Durante el sueño, los zumbidos de los mosquitos le torturaron la cabeza; era un gimoteo en los oídos, un cosquilleo en los párpados, algo ineludible. Se despertó mesándose el pelo y dándose manotazos en los ojos, y sólo entonces, antes del amanecer, en el aire denso como una nube de cenizas, respirando las paredes de adobe de la choza y la humedad del suelo polvoriento, recordó dónde estaba. Se cubrió la cabeza con una sábana sucia para protegerse de los mosquitos, se tumbó de espaldas y empezó a reír.

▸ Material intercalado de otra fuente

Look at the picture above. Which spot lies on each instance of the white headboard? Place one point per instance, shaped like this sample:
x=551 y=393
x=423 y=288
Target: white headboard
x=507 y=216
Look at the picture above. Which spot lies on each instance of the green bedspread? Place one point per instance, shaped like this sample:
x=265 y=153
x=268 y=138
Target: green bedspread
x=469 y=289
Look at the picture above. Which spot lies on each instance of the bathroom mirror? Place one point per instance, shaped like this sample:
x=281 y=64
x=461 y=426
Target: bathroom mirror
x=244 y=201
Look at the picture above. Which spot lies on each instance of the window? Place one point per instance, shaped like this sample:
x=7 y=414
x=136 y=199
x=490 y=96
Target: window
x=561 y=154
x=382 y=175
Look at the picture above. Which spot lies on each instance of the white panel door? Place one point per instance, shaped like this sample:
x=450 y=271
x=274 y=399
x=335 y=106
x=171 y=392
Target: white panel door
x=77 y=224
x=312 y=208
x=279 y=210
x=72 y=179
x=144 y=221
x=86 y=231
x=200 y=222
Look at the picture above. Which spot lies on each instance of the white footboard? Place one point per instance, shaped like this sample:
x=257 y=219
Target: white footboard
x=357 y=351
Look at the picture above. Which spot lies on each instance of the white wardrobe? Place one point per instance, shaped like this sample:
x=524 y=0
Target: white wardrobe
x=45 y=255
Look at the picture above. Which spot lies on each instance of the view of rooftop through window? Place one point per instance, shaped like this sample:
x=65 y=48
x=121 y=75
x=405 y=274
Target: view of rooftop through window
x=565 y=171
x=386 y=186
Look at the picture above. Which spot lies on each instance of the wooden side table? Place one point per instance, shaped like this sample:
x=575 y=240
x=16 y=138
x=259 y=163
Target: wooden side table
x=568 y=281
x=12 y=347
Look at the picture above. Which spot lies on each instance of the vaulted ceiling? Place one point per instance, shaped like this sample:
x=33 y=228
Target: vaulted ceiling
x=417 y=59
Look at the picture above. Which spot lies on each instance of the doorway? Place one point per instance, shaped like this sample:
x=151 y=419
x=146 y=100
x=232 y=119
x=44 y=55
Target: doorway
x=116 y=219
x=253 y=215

Alguien lo había oído despertarse. Alguien partía ramitas para hacer fuego, y el chisporroteo no tardó en dejarse oír; la tapa de una tetera se cerró con un ruido y pronto siguió el tintineo de las tazas esmaltadas. Un tímido «Odi?». Un niño pequeño se arrastraba sobre sus rodillas y, con la cabeza inclinada, le ofrecía una taza de té con leche y azúcar. Hock dio las gracias por ser tan afortunado.
Con el sol en lo alto, se unió al grupo de hombres y se comió un plátano sentado en un taburete. Los hombres seguían con el tema de la víspera, el cocodrilo, y repasaban la secuencia de los hechos: la controversia sobre el destripamiento, la mención del hígado y, en lugar de un enterramiento, la cremación, con Maso como maestro de ceremonias, para certificar que quedaban a salvo. Hablaban tan rápido que Hock tenía dificultades para seguir el hilo de la charla. Aguzando bien el oído, pudo distinguir por encima de las palabras el estruendo de una motocicleta, cada vez más intenso. Levantó la mirada y vio aparecer esa máquina rugiente en el claro.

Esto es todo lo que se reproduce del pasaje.